Household waste put to the curb for collection can tell a lot about the residents living there.  Personal information can sometimes make its way to the curb making it easy pickings for someone trying to get information on you.  Items in your trash can give a would be thief not only personal information but clues about what may be in your house, your interests and your lifestyle.

We have a garburator and paper shredder which significantly reduces what goes to the curbside.  We seldom have much more than a kitchen catcher size garbage bag of waste and our recycle bins when we are home.  Our curbside waste never goes out the night before collection mainly due to a few folks who like going through the recycle bins for cans to sell.  Most of our cans go directly to the recycler anyway so it isn't a big concern other than having to clean up the mess they make looking for can.  If the weather is nasty or I don't plan on being home to pick up the empty recycle bins as soon as they are emptied, then the curbside waste waits until the next collection date.

Surprisingly, even though there is no personal information or food scraps there is still a lot to be learned about us in those bins.  Some of that information could be used negatively, mainly to determine where we shop or some of the activities we are involved in.  I'm not concerned because it would take a lot of extrapolation on the part of anyone snooping through what little there is there in the very short window of time it is out there.

However, certain items put to the curb can be a potential problem or present privacy issues for some.  For example, an unnamed employer here had the practice of checking employees recycle bins for alcohol containers then finding a way to get rid of those employees where he found the containers because he was against the use of alcohol.  He was wrong, definitely overstepping his bounds, and finally got caught but just like incriminating Facebook posts, incriminating items in your curbside waste can have negative effects.  Curbside waste can be a target during a nasty break-up.  Packaging from electronics can be as good as an open invitation for someone to break in.  Children's schoolwork can end up in the recycle bin giving a stalker at the very least your child's name but sometimes their grade and/or teacher's name.  Armed with that it's easy to find where your child goes to school.  Some items can even give would be thieves clues as to when you're away from home or what type of security measures you are using. 

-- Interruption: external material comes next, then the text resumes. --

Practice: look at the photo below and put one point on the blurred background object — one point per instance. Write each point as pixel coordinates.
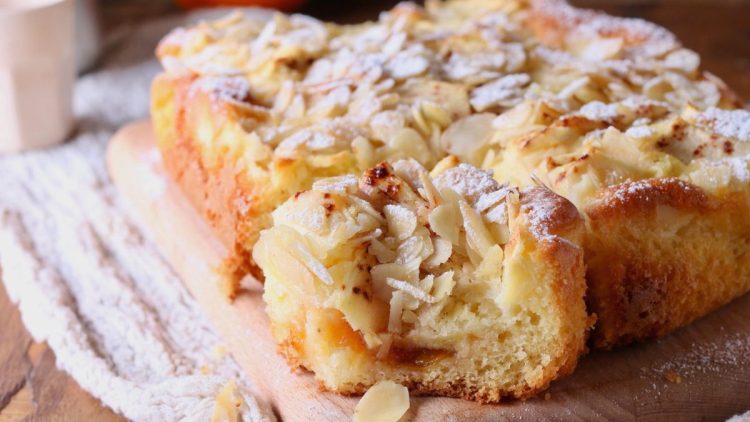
(37, 72)
(88, 34)
(286, 5)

Counteract the privacy concerns of curbside waste by putting it out as close to pick-up as possible.  Be conscious of what you put to the curb.  Don't put electronic boxes to the curb.  Take these to the recycle station yourself.  Remove shipping labels as well as labels from containers that you might not want neighbours know you are using.  Really, does your neighbour need to know your hair colour is from a box?  Crush smaller boxes and containers, then put inside larger ones.  Shred anything with your name, address or other personal information.  When it comes to paper waste, if in doubt, shred it.  Take a pro-active approach when it comes to curbside waste and your privacy.